Forms with field labels next to values. Patient records, intake forms, court filings.
Documents with recurring headers/footers. Multi-page legal documents, financial reports.
Documents where the LLM has been mis-redacting structural cues (column headers, signature lines, page numbers) as PII.

When it doesn't help much¶

Dense narrative prose. Court opinions, contract bodies. Layout structure adds little signal in long unbroken paragraphs.
OCR'd pages. OCR typically produces a single block per page, so the layout-aware prompt collapses to the flat shape with one extra wrapper.

Cost¶

Block tags add roughly 5% prompt-token overhead on a typical page. The per-batch progress line shows blocks=N when layout-aware mode is on, so you can see the cost in your own runs:

  Batch 4/12 (pages 16-20)... done in 1.2s, tokens_in=2871 tokens_out=412 blocks=12

Current limits¶

This first ship covers paragraph-level block boundaries. Two related improvements are tracked in separate design docs:

Table-aware overlay (column/row tags inside <block type="table">) — particularly helpful for column-vs-name disambiguation in dense tables. Not yet shipped.
Cross-page recurring-element deduplication — emit recurring headers/footers once and reference back on subsequent pages. Larger token-savings win for repetitive documents.
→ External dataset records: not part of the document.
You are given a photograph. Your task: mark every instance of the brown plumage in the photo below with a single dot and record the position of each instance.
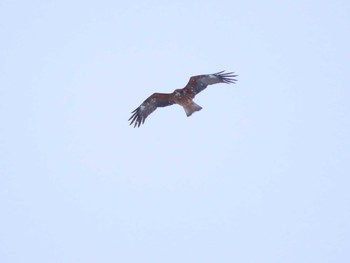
(183, 97)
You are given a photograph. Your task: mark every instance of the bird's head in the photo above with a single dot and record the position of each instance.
(178, 92)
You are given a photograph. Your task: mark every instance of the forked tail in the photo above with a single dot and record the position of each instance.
(193, 107)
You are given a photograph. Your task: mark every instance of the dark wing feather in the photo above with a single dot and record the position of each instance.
(154, 101)
(198, 83)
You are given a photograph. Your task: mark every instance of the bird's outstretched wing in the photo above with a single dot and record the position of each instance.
(198, 83)
(154, 101)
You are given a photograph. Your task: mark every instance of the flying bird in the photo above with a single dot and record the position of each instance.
(183, 97)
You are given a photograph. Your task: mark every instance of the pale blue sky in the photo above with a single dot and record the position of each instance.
(261, 174)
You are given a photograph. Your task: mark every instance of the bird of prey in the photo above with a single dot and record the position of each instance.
(183, 97)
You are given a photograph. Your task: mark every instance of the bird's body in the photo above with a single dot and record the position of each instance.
(183, 97)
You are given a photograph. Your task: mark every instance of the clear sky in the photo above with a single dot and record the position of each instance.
(261, 174)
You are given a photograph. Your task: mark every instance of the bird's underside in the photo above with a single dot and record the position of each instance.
(183, 97)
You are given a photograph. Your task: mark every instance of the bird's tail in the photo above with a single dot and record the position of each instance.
(193, 107)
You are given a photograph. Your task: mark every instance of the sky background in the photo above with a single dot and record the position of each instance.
(261, 174)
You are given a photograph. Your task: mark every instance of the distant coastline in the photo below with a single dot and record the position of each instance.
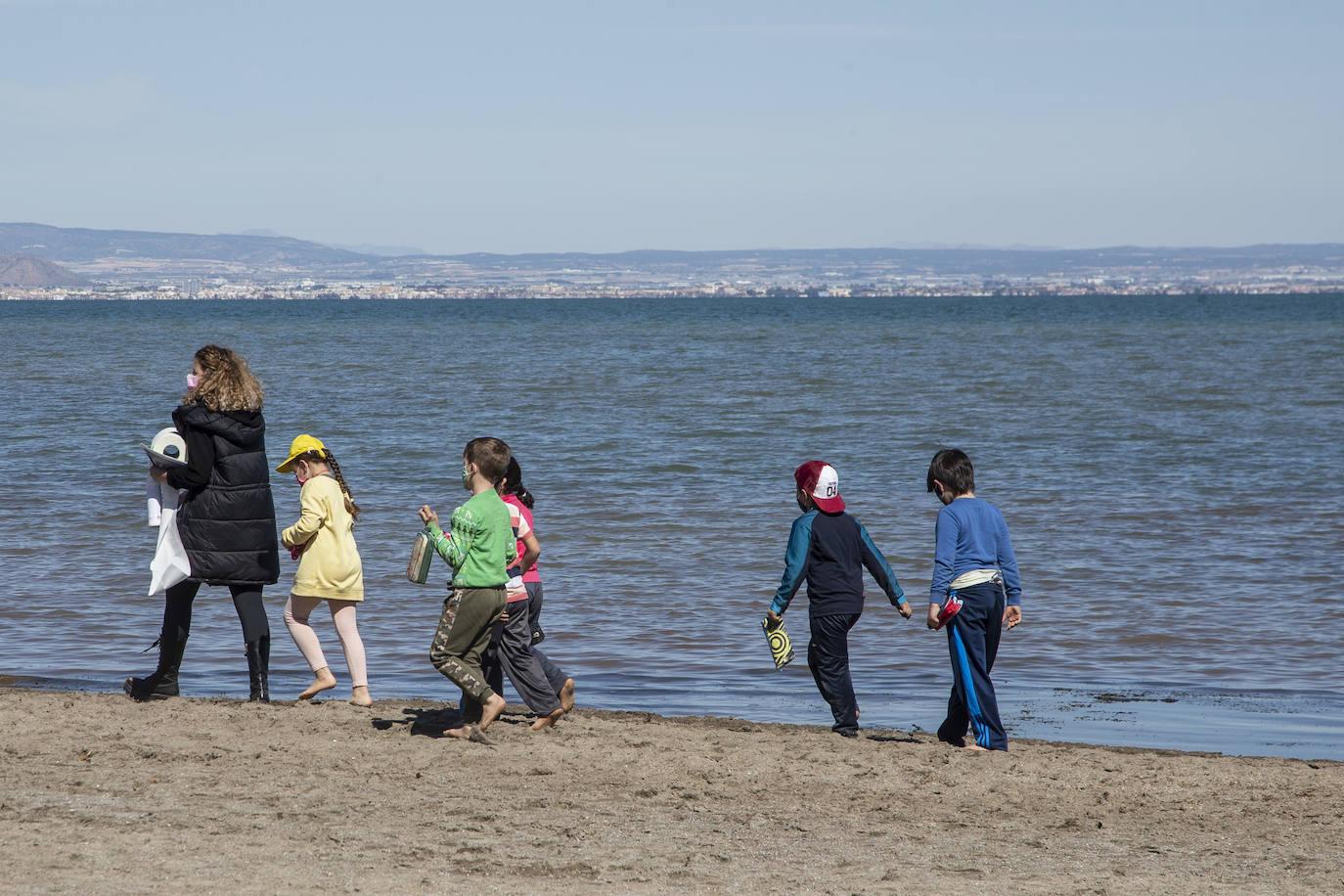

Not yet shipped.

Instruction decomposition (Ollama)¶

Small local models (Ollama) handle one redaction rule per prompt reliably but choke on multi-rule --instruct strings. kuroi automatically decomposes a multi-rule instruction into atomic sub-rules and dispatches one provider call per rule per batch when the configured provider is ollama. The Anthropic and Claude CLI providers receive the original instruction unchanged — they handle multi-rule prompts natively.

$ kuroi run report.pdf --provider ollama --model llama3.1:8b -i \
  '1. Redact every email address.
   2. Redact phone numbers in any format.
   3. Redact full personal names.'

What kuroi does, in order:

Deterministic split — parse_instruction() looks for numbering (1., 2.), bullets (-, *), or blank-line-separated paragraphs and returns one rule per detected unit. The example above splits into three rules without an LLM call.
LLM fallback — when the deterministic splitter returns one rule but the input is long enough to plausibly contain several, kuroi makes a single "split this" call against the same Ollama provider. Best-effort: any failure collapses back to the original instruction so runs never regress.
Per-rule dispatch — each sub-rule is sent as its own single-instruction prompt to the model, in parallel within each batch.

The audit log records the decomposition: look for instruction_decompose events in the JSONL, with the parsed sub-rules and the strategy (deterministic or llm_fallback).

To opt out, send a single-rule instruction or use Anthropic / Claude CLI.